Políticos – por Flávio Lauria

Flávio Lauria é Administrador de Empresas e Professor Universitário

Se os políticos praticassem individualmente contra seus eleitores os desaforos e as fraudes que lhes infligem coletivamente, certamente seriam hoje uma espécie extinta, pois de um ou de outro já teriam recebido o troco que merecem. Mas eles agem coletivamente. Quer dizer, ocultamente. Ocultos pelo anonimato, protegidos pela abstração das instituições: O Estado, O Fisco, A Câmara, O Congresso, A Prefeitura, O Judiciário. Abrigados sob o anonimato dessas pomposas, temíveis e inefáveis estruturas convencionais e abstratas, não há como identificá-los, individualizá-los, personalizá-los, nomeá-los, vê-los, botar as mãos em cima deles.


Embora por baixo ou por cima dessas instituições o que se acha são indivíduos em iguais aos seus eleitores – salvo nos privilégios e imunidades que se auto outorgam. Entretanto, só eles se conhecem, se identificam, se personalizam. Só eles estão inteirados de suas vantagens e falcatruas. Investidos de seu mandato, de seus privilégios e de suas imunidades, não há como o eleitorado, e muito menos o eleitor, individual, alcançá-los.

A ficção democrática os investe da soberania: eles são “os representantes do povo”, sua voz, seu desejo, seu poder. A ideologia democrática diz que eles são o poder maior, absoluto, incontestável. Acima do povo ou contra ele, que poder maior pode se impor? São eles que fazem as leis, são eles que estruturam a Justiça e comandam a Polícia, os fiscais, e todos os demais aparelhos legais de coerção e repressão.
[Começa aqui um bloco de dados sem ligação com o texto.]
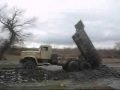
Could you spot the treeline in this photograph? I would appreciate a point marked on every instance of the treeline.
(104, 53)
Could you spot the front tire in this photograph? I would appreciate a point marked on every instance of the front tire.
(84, 65)
(73, 66)
(29, 65)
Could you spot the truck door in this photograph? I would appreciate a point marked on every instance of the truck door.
(45, 53)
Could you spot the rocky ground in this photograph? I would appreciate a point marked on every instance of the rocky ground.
(19, 76)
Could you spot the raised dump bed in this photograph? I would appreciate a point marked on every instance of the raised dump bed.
(85, 45)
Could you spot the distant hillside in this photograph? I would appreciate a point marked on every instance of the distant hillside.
(104, 53)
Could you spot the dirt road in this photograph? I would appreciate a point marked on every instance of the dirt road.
(52, 77)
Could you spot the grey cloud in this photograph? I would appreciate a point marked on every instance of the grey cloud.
(101, 28)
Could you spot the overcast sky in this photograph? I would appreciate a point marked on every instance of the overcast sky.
(58, 17)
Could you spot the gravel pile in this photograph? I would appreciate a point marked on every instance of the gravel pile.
(93, 74)
(38, 75)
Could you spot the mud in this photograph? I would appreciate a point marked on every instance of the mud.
(40, 74)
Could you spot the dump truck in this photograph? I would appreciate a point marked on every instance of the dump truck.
(89, 57)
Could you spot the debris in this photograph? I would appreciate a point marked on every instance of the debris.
(39, 75)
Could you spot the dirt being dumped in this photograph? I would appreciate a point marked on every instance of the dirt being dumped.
(39, 75)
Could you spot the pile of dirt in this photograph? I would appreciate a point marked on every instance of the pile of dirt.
(93, 74)
(38, 75)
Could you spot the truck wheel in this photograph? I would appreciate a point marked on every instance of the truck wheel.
(29, 65)
(73, 66)
(84, 65)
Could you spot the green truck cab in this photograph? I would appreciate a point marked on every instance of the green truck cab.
(44, 56)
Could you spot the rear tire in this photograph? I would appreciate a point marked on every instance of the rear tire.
(73, 66)
(29, 65)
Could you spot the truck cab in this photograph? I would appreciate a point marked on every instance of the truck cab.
(31, 59)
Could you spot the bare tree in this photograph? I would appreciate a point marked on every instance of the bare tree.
(14, 23)
(117, 45)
Sem dúvida, a Ética, o Direito, a Constituição, se acham acima deles. Na prática, os instrumentos de operação social desses valores são imponderáveis e impotentes. Existe, inegavelmente, uma Opinião que exprime o pensamento, os sentimentos e o desejo da maioria. Existem a Mídia, os Tribunais de Contas, os Ministérios e Promotorias públicos. Mas sabe-se bem o limite de ação prática desses instrumentos e a que ponto a política e o Estado os controla e manipula.
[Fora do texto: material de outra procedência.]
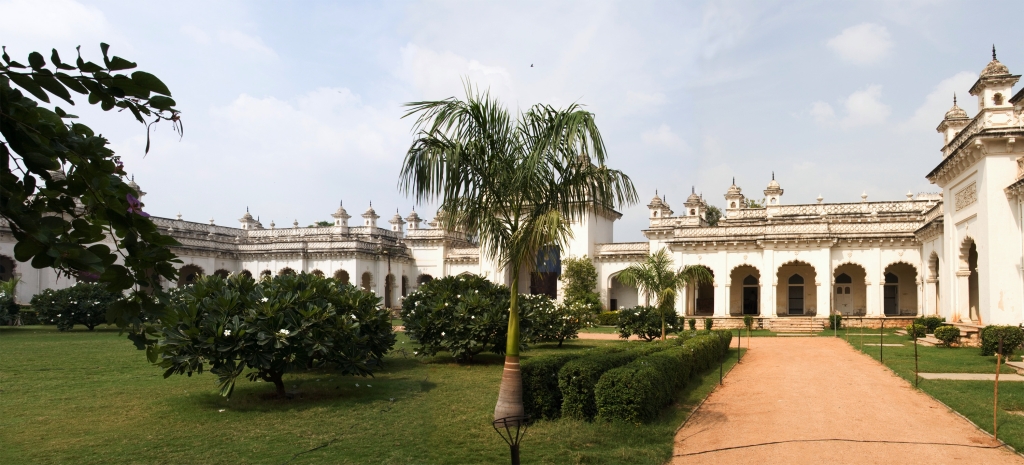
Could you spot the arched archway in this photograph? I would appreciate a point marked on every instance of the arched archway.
(933, 283)
(620, 295)
(850, 290)
(744, 291)
(6, 267)
(702, 301)
(797, 294)
(388, 290)
(187, 275)
(899, 294)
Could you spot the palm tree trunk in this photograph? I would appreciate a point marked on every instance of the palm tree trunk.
(510, 392)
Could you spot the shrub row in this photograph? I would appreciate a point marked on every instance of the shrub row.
(637, 392)
(1012, 337)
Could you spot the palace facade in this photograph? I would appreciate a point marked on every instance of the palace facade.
(914, 256)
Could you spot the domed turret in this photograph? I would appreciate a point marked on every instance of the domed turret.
(773, 194)
(993, 85)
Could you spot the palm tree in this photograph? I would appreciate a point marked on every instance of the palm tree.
(518, 182)
(655, 279)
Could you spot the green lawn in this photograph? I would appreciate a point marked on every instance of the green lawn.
(971, 398)
(90, 397)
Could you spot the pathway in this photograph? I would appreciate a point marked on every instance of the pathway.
(812, 400)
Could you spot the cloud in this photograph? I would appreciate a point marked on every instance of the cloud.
(937, 102)
(664, 137)
(439, 75)
(50, 19)
(246, 43)
(862, 44)
(862, 109)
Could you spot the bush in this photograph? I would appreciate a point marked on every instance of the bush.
(580, 277)
(541, 395)
(607, 318)
(8, 300)
(645, 323)
(638, 391)
(267, 329)
(464, 315)
(931, 323)
(84, 303)
(554, 322)
(915, 331)
(948, 334)
(1013, 336)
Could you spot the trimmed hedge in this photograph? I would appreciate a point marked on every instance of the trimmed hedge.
(541, 395)
(947, 334)
(1013, 336)
(607, 318)
(638, 391)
Assim, o único corretivo contra as deformidades, abusos e degenerações da Política está nas mãos dos próprios políticos. E nada existe mais poderoso, mais salutar e mais produtivo para a melhoria dos costumes políticos do que as brigas de família entre eles. Só eles conhecem seus próprios podres e suas próprias fraquezas e só eles têm o poder de corrigi-los. Daí a salubridade das comissões de inquérito. Daí, também, a prontidão com que eles tratam de encerrá-las o quanto antes e minimizar seus efeitos. Hodi mihi, cras tibi.

Embora a maioria dos políticos ignore o latim, nenhum deles desconhece esse ditado: Hoje eu, amanhã você. E, como todos têm os rabos trançados no mesmo rolo de minhocas, nenhuma Máfia observa com maior escrúpulo e temor a regra da Omertà – o silêncio da cumplicidade que a ameaça da retribuição assegura. Hoje se denomina de corporativismo a esse espírito de defesa grupal.
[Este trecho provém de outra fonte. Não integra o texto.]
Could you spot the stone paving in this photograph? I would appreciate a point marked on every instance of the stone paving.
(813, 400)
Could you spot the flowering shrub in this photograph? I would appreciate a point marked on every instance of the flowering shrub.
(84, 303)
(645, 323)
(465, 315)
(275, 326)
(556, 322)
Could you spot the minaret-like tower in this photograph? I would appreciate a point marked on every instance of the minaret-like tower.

As corporações eram instituições de ofício medievais. Mas a coisa é mais antiga e mais profunda do que isso. Os etnólogos a conheciam por tribalismo e os zoólogos por instinto grupal. Em nenhum grupo humano esse instinto é mais forte do que na manada política. A razão é simples. Zoologicamente eles pertencem à variedade animal dos predadores e, se nesse tipo de bicho não predominar o instinto grupal, sua sobrevivência estará ameaçada.

É por isso que lobo não come lobo e os leões vivem em paz entre si. Piranha também não come piranha. Salvo se uma delas for sangrada. Na política, o processo de criar bodes expiatórios é um sistema de preservar a tribo e o próprio bode. Mesmo depois de mortos eles voltam como heroicos ectoplasmas para retomar seu lugar no cocho.

Não vão os pundonoros e os pudibundos políticos brasileiros, considerar ofensivas as palavras deste artigo. Elas são inferiores em contundência à gravidade dos fatos que praticam contra seus eleitores e representados. Teríamos melhor segurança, melhor educação, melhor saúde se os milhões por eles embolsados chegassem ao destino para os quais os pagamos. Pois o problema não é o de “quanto” se arrecada, mas o de como se “gasta”. Sem os furtos políticos do último quarto de século, este já seria um país do Primeiro Mundo.